Yeah, all good, hunky dory, no issues here, nosiree!
Well, aside from the fact that no view was created. And no subsets were created. And no errors were recorded.
Aside from that
, everything worked great, just as reported.
(And yes, I DID
have the pTemp argument set to 0 because regardless of other opinions on the matter I do NOT
, at this point, want views and subsets to be temporary by default.)
So I looked into the actual code for the process.
Oh. My. Fricking. God.
It's not that I can't understand it, it's that I can spend a couple of hours figuring out what it's doing OR I can try to get this last minute work that was thrown at me on a Sunday morning done and out of the way.
But it's not the enhanced complexity of the code that I have an issue with. It's this:
"No more pDebug. When bedrock was first released some 10 years ago the built in logging modes (0 no logging, 1 log actions, 2 log actions which would have been performed but don't do them) was one of the great features of the library. There was no alternative in TurboIntegrator other than to write text files for debugging purposes.

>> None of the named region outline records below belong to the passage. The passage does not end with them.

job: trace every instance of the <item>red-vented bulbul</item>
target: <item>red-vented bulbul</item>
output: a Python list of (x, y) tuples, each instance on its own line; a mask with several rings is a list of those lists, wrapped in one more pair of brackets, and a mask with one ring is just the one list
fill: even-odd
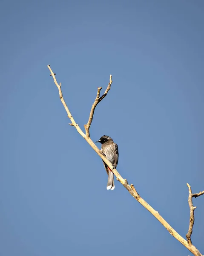
[[(99, 140), (96, 142), (101, 143), (101, 151), (106, 158), (116, 168), (118, 162), (118, 148), (116, 143), (110, 137), (103, 135)], [(114, 175), (108, 166), (103, 162), (104, 166), (108, 175), (107, 189), (113, 190), (115, 189)]]

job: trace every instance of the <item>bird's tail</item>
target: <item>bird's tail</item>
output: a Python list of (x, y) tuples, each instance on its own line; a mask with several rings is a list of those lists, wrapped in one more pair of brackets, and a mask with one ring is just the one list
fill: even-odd
[(114, 185), (114, 175), (111, 170), (108, 167), (108, 183), (107, 184), (107, 189), (111, 189), (113, 190), (115, 189)]

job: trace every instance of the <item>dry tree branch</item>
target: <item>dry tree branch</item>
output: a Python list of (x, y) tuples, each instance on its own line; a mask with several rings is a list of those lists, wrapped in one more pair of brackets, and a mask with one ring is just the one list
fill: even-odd
[(192, 194), (192, 191), (191, 190), (191, 187), (188, 183), (187, 183), (187, 186), (188, 187), (188, 190), (189, 192), (189, 195), (188, 196), (188, 204), (189, 204), (189, 208), (190, 208), (190, 221), (189, 222), (189, 228), (188, 229), (188, 232), (186, 235), (186, 238), (187, 239), (187, 241), (188, 244), (191, 245), (192, 244), (192, 242), (191, 241), (191, 236), (193, 232), (193, 228), (194, 224), (195, 218), (194, 218), (194, 210), (196, 208), (196, 206), (193, 206), (193, 198), (197, 197), (200, 196), (201, 195), (204, 194), (204, 190), (203, 191), (200, 191), (199, 193), (197, 194)]
[[(89, 136), (89, 128), (91, 124), (93, 119), (93, 116), (94, 113), (94, 111), (97, 105), (107, 95), (109, 90), (110, 89), (111, 85), (112, 83), (112, 76), (111, 75), (110, 76), (110, 81), (106, 90), (104, 93), (100, 97), (100, 93), (102, 87), (99, 87), (98, 88), (97, 94), (96, 98), (93, 104), (91, 110), (91, 113), (90, 113), (89, 117), (89, 120), (86, 124), (84, 125), (86, 134), (85, 134), (81, 130), (79, 126), (75, 122), (73, 117), (72, 116), (71, 113), (67, 107), (64, 100), (63, 98), (62, 92), (61, 89), (61, 83), (59, 85), (57, 82), (56, 80), (55, 74), (53, 73), (49, 65), (47, 66), (47, 67), (49, 69), (52, 76), (53, 78), (55, 84), (57, 87), (58, 88), (59, 90), (59, 93), (60, 95), (60, 98), (61, 101), (64, 106), (64, 108), (67, 113), (68, 117), (70, 119), (72, 122), (72, 123), (69, 124), (71, 125), (74, 126), (79, 133), (81, 135), (83, 138), (86, 140), (88, 142), (89, 145), (94, 150), (94, 151), (98, 154), (98, 155), (102, 158), (103, 161), (107, 164), (110, 169), (111, 169), (113, 173), (116, 176), (117, 180), (119, 180), (120, 182), (125, 187), (125, 188), (128, 190), (129, 193), (135, 198), (140, 204), (141, 204), (147, 210), (148, 210), (152, 215), (153, 215), (155, 218), (158, 220), (158, 221), (165, 228), (169, 231), (170, 234), (175, 237), (177, 240), (178, 240), (180, 243), (181, 243), (183, 245), (185, 246), (187, 249), (188, 249), (195, 256), (203, 256), (198, 251), (198, 250), (192, 244), (190, 244), (187, 241), (184, 239), (181, 236), (180, 236), (165, 220), (161, 217), (159, 214), (158, 212), (155, 210), (151, 206), (150, 206), (139, 195), (137, 191), (136, 190), (134, 185), (131, 184), (130, 186), (128, 184), (127, 180), (125, 179), (124, 179), (118, 172), (116, 169), (115, 169), (115, 167), (113, 166), (112, 164), (107, 159), (107, 158), (103, 155), (101, 153), (101, 151), (96, 146), (93, 141), (92, 140)], [(200, 192), (201, 193), (201, 192)], [(198, 194), (193, 194), (193, 195), (196, 195), (192, 196), (195, 197), (196, 196), (199, 196), (202, 194), (199, 193)], [(202, 193), (202, 192), (201, 192)]]
[(92, 124), (92, 120), (93, 120), (93, 116), (94, 113), (94, 111), (95, 110), (95, 108), (96, 106), (98, 104), (98, 103), (101, 101), (107, 95), (107, 93), (108, 93), (108, 91), (110, 89), (110, 86), (111, 85), (111, 84), (112, 83), (112, 76), (111, 75), (110, 75), (110, 81), (108, 85), (108, 87), (106, 89), (104, 94), (100, 97), (100, 92), (102, 88), (102, 87), (98, 87), (98, 90), (97, 91), (97, 95), (96, 95), (96, 98), (95, 99), (95, 101), (94, 102), (94, 104), (92, 105), (92, 109), (91, 109), (91, 112), (90, 112), (89, 118), (89, 120), (88, 121), (88, 122), (86, 125), (84, 125), (84, 128), (86, 130), (86, 136), (87, 137), (89, 137), (90, 136), (89, 134), (89, 128), (91, 125)]

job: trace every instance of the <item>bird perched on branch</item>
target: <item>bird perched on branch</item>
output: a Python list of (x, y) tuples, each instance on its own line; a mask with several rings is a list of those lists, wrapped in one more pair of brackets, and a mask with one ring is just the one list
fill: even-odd
[[(116, 168), (118, 162), (118, 145), (110, 137), (106, 135), (102, 136), (99, 140), (96, 142), (101, 143), (101, 151), (106, 158)], [(107, 189), (113, 190), (115, 189), (114, 175), (108, 166), (103, 162), (104, 166), (108, 175)]]

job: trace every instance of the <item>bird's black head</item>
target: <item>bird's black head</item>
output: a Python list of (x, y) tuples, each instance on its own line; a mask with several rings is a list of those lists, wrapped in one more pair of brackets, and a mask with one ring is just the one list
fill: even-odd
[(106, 135), (103, 135), (102, 137), (100, 138), (100, 139), (96, 142), (100, 142), (101, 144), (106, 142), (106, 141), (108, 141), (109, 140), (112, 140), (112, 139), (109, 136), (107, 136)]

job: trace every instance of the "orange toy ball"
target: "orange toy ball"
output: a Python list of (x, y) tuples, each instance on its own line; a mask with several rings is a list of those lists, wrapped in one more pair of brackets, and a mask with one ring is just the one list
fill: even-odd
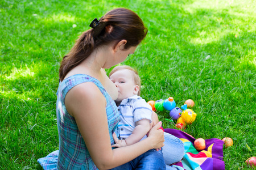
[(230, 138), (224, 138), (221, 141), (224, 142), (224, 144), (226, 148), (232, 146), (234, 144), (233, 142), (233, 139)]
[(147, 102), (147, 103), (149, 104), (149, 105), (150, 105), (151, 106), (152, 108), (152, 110), (155, 112), (155, 110), (156, 110), (156, 109), (155, 108), (155, 101), (154, 100), (150, 100)]
[(205, 149), (205, 141), (203, 138), (198, 138), (194, 142), (195, 148), (197, 151)]
[(245, 161), (245, 163), (252, 167), (256, 168), (256, 157), (250, 158)]
[(187, 100), (184, 104), (187, 104), (188, 108), (192, 108), (195, 105), (195, 102), (191, 99)]

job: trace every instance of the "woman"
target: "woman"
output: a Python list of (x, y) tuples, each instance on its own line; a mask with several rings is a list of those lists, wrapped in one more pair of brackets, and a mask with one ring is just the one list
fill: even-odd
[(109, 169), (164, 145), (160, 122), (144, 140), (111, 147), (119, 121), (113, 100), (118, 92), (104, 69), (134, 52), (147, 32), (142, 20), (129, 10), (117, 8), (90, 26), (93, 28), (81, 35), (60, 65), (56, 103), (59, 151), (38, 160), (45, 169)]

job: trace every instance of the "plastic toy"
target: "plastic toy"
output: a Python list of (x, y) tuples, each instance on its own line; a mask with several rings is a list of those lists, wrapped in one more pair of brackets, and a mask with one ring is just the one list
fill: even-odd
[(172, 119), (177, 120), (181, 116), (182, 110), (179, 108), (175, 108), (170, 112), (170, 116)]
[(188, 108), (193, 108), (195, 105), (195, 102), (191, 99), (187, 100), (186, 101), (185, 101), (184, 104), (185, 104), (187, 105)]
[(149, 104), (149, 105), (150, 105), (151, 106), (152, 108), (152, 110), (153, 110), (154, 112), (155, 112), (156, 109), (155, 108), (155, 101), (154, 100), (150, 100), (148, 102), (147, 102), (147, 103)]
[(166, 99), (163, 103), (163, 107), (166, 110), (171, 110), (176, 107), (175, 101), (174, 100), (174, 98), (170, 97), (167, 99)]
[(160, 99), (156, 100), (155, 103), (155, 108), (156, 110), (159, 111), (163, 111), (164, 110), (164, 108), (163, 107), (163, 103), (164, 100), (163, 99)]
[(184, 110), (182, 112), (181, 116), (177, 120), (176, 126), (178, 128), (184, 128), (187, 124), (191, 124), (196, 119), (196, 113), (187, 107), (187, 104), (184, 104), (181, 107), (181, 109)]

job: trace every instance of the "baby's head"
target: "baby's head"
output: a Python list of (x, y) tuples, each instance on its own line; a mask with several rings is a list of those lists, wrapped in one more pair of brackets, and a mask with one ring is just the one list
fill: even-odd
[(138, 72), (132, 67), (116, 66), (111, 71), (109, 78), (118, 90), (118, 97), (115, 101), (141, 94), (141, 78)]

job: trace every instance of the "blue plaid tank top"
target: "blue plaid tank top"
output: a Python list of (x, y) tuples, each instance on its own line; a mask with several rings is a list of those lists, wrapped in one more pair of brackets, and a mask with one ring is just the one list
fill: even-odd
[(119, 121), (115, 103), (97, 79), (85, 74), (71, 76), (60, 82), (57, 92), (56, 113), (59, 140), (58, 169), (98, 169), (90, 157), (75, 118), (68, 113), (64, 104), (65, 96), (68, 91), (85, 82), (94, 83), (106, 98), (109, 136), (111, 144), (114, 143), (112, 134)]

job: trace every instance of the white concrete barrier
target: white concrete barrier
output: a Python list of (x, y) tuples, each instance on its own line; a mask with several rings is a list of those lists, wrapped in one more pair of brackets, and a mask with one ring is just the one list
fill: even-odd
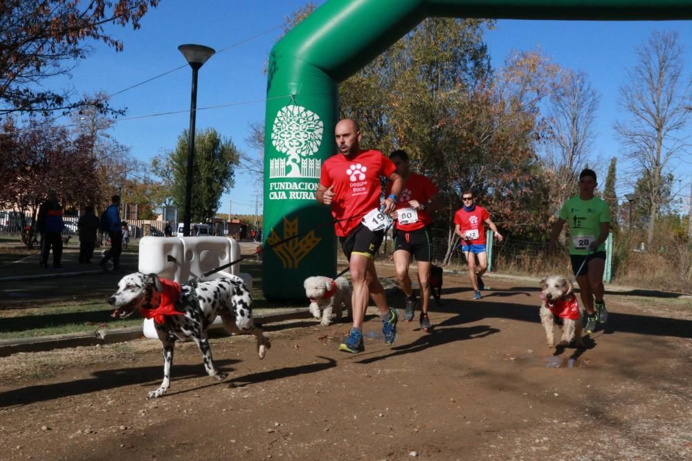
[[(139, 272), (154, 273), (160, 277), (185, 283), (193, 277), (240, 258), (240, 245), (226, 237), (143, 237), (139, 242)], [(243, 279), (248, 290), (253, 290), (253, 279), (240, 272), (239, 264), (215, 272), (205, 280), (233, 274)], [(215, 325), (221, 325), (217, 317)], [(158, 338), (154, 320), (144, 321), (144, 335)]]

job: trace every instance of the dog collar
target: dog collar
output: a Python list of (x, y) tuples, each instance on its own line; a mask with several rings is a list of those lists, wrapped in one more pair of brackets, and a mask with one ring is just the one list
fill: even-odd
[(184, 315), (185, 312), (179, 312), (175, 310), (175, 303), (180, 297), (180, 283), (168, 279), (159, 279), (159, 280), (163, 291), (161, 293), (158, 307), (154, 309), (140, 308), (139, 312), (145, 318), (154, 319), (154, 321), (161, 324), (165, 322), (166, 316)]
[[(334, 281), (334, 280), (332, 280), (331, 281), (331, 288), (329, 290), (328, 290), (327, 291), (325, 292), (325, 294), (322, 295), (322, 297), (320, 298), (320, 299), (329, 299), (329, 298), (331, 298), (331, 297), (333, 297), (334, 295), (334, 293), (336, 292), (336, 288), (337, 288), (338, 287), (336, 286), (336, 282)], [(316, 299), (313, 299), (312, 298), (310, 298), (310, 301), (317, 301), (317, 300)]]
[(561, 319), (579, 319), (579, 302), (574, 294), (569, 299), (558, 299), (553, 304), (546, 302), (553, 315), (556, 315)]

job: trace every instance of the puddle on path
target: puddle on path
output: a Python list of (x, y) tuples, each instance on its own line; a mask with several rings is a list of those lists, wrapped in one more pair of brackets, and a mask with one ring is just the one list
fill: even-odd
[(511, 358), (510, 361), (513, 364), (522, 366), (539, 366), (548, 368), (578, 368), (584, 366), (584, 364), (579, 359), (560, 357), (559, 355), (518, 357)]

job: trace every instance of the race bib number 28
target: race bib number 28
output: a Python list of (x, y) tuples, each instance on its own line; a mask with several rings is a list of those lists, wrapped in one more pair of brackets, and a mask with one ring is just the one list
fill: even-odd
[(595, 240), (595, 237), (592, 235), (577, 235), (574, 236), (572, 241), (574, 243), (575, 250), (586, 250)]
[(374, 208), (361, 220), (363, 225), (373, 232), (386, 229), (392, 225), (392, 218), (380, 210)]

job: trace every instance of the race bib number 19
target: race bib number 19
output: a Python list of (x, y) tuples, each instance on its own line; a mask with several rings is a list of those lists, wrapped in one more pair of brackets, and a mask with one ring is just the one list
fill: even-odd
[(386, 229), (392, 225), (392, 218), (376, 208), (370, 210), (361, 220), (363, 225), (373, 232)]
[(397, 210), (399, 224), (413, 224), (418, 222), (418, 211), (415, 208), (401, 208)]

But times have changed, with support in TM1's Rest API for debugging and TM1 IDEs like Arc for TM1 supporting step-through debugging there is simply no need for this anymore in the library, hence pDebug is no more."
Mmm. Times have changed. Quite.
You can faff around with the API to do debugging, unless you have some kind of commercial IDE to do it in.
Of course I could write my own REST-based IDE which could do this as well, and have already started dabbling in this, but finishing it by lunch time would seem a tad optimistic.
So the relatively easy way... is log files. Log files which allow you to capture the state of as many or as few variables as you need and see what the values are as the process runs. Log files which will work for non-programmer types who can write TIs but get brain freeze on things like API calls. Log files which will still work into 9.5.2 and 10.2.2.
Which Bedrock 4 does not have. If what it sees
to be an error occurs, it may record it in the server log but when it fails
to see an error, for whatever reason, then you have no idea what happened, or why. You just know that you didn't get the outcome that you were after.
My solution? I called the equivalent Bedrock 3 process instead.
Hey lookie, I got a view. With correctly defined subsets.
Obviously I may need to revisit this if we start doing alternative hierarchies, which obviously aren't supported in Bedrock 3. However if Bedrock 4 fails straight out of the gate with doing something as basic as creating a view, with me needing to dig into the code line by line to figure out why, I'm in no rush to adopt it.